In Eastern Macedonia Bulgarians and Greeks were each eagerly pushing their respective spheres of occupation without much regard to the rights or feeling of the other Ally. Though the Bulgarians had not forgiven the Greeks for anticipating them in the capture of Saloniki in the month of November, the rivalry between them in the following winter and spring had for its stage the territory between the Struma and the Mesta Rivers--and especially the quadrilateral marked by Kavala and Orphani on the coast and Seres and Drama on the line of railway from Saloniki to Adrianople. They had one advantage over the Bulgarians: their troops could be employed to secure extensions of territory for the Hellenic kingdom at a time when Bulgaria still needed the bulk of her forces to fight the Turks at Chataldja and Adrianople. Hence the Greeks occupied towns in the district from which Bulgarian troops had been recalled. Nor did they hesitate to dislodge scattered Bulgarian troops which their ally had left behind to establish a claim of occupation. Naturally disputes arose between the military commanders and these led to repeated armed encounters. On March 5 Greeks and Bulgarians fought at Nigrita as they subsequently fought at Pravishta, Leftera, Panghaion, and Anghista.

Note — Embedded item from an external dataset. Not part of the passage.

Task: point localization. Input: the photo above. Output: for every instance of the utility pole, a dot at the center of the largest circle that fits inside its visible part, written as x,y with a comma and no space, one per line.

This conduct of the Allies toward one another while the common enemy was still in the field boded ill for their future relations. "Our next war will be with Bulgaria," said the man on the street in Athens, and this bellicose sentiment was reciprocated alike by the Bulgarian people and the Bulgarian army. The secular mutual enmities and animosities of the Greeks and Bulgarians, which self-interest had suppressed long enough to enable the Balkan Allies to make European Turkey their own, burst forth with redoubled violence under the stimulus of the imperious demand which the occasion now made upon them all for an equitable distribution of the conquered territory. For ages the fatal vice of the Balkan nations has been the immoderate and intolerant assertion by each of its own claims coupled with contemptuous disregard of the rights of others.